Essas cenas da liturgia da palavra de hoje da entrada triunfal de Jesus em Jerusalém e dos gritos enlouquecidos da multidão pedindo sua crucificação pede-nos coerência e perseverança, aprofundamento da nossa fidelidade, para que os nossos propósitos não sejam luz que brilha momentaneamente e logo se apaga. Dentro do nosso coração, há profundos contrastes: somos capazes do melhor gesto para alguns e do pior para outros. Se queremos ter em nós a vida divina, triunfar com Cristo, temos de ser constantes e matar pela penitência o que nos afasta de Deus e nos impede de acompanhar o Senhor até a Cruz.

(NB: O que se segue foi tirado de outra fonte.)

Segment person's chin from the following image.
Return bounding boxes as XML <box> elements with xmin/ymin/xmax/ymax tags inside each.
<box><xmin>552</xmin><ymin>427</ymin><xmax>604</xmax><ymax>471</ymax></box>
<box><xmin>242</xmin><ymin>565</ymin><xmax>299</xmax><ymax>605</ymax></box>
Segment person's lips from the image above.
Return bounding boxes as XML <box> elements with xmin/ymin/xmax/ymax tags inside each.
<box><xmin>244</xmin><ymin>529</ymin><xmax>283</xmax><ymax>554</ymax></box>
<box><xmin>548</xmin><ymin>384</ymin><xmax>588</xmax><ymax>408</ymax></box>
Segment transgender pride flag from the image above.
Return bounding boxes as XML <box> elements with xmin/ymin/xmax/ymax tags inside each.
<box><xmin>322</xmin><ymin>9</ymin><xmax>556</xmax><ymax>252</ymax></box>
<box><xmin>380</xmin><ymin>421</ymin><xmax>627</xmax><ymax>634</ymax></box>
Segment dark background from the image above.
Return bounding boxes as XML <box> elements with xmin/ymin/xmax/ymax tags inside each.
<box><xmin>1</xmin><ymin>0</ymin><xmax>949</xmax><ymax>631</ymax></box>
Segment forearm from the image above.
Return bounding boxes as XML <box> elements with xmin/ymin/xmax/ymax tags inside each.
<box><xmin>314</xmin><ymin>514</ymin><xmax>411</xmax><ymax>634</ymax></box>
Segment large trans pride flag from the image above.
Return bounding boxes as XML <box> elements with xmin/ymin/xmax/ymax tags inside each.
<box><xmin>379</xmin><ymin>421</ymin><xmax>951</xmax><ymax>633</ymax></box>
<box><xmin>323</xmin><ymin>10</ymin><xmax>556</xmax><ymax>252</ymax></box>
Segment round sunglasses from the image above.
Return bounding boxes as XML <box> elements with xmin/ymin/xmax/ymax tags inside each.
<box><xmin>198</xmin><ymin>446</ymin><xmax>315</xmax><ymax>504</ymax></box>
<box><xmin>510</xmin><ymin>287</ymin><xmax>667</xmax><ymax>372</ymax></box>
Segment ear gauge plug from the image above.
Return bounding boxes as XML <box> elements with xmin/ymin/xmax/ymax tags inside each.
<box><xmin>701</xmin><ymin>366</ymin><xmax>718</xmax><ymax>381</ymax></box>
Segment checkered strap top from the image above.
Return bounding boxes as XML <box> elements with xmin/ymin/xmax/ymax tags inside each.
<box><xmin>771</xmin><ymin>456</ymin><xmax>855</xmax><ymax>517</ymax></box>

Que esta semana santa que iniciamos seja repleta de reflexões e desejo de conversão. Peça a Deus que esta semana santa de 2018 seja diferente. Renuncie os passeios, as redes de balanço, as casas de praias, as piscinas refrescantes, aos banquetes regados a vinhos e peixe. Estes dias, e especialmente na sexta, são dias de rezar com Cristo sua Paixão, que é nossa também. Participe de todos os atos do tríduo pascal em sua Paróquia ou comunidade. Deus te livre que na hora da agonia de Jesus você esteja numa rede ou numa cama dormindo, ou bebendo aquele vinho. Deus te livre dessa infâmia. Nosso Senhor te espera na sua Paixão!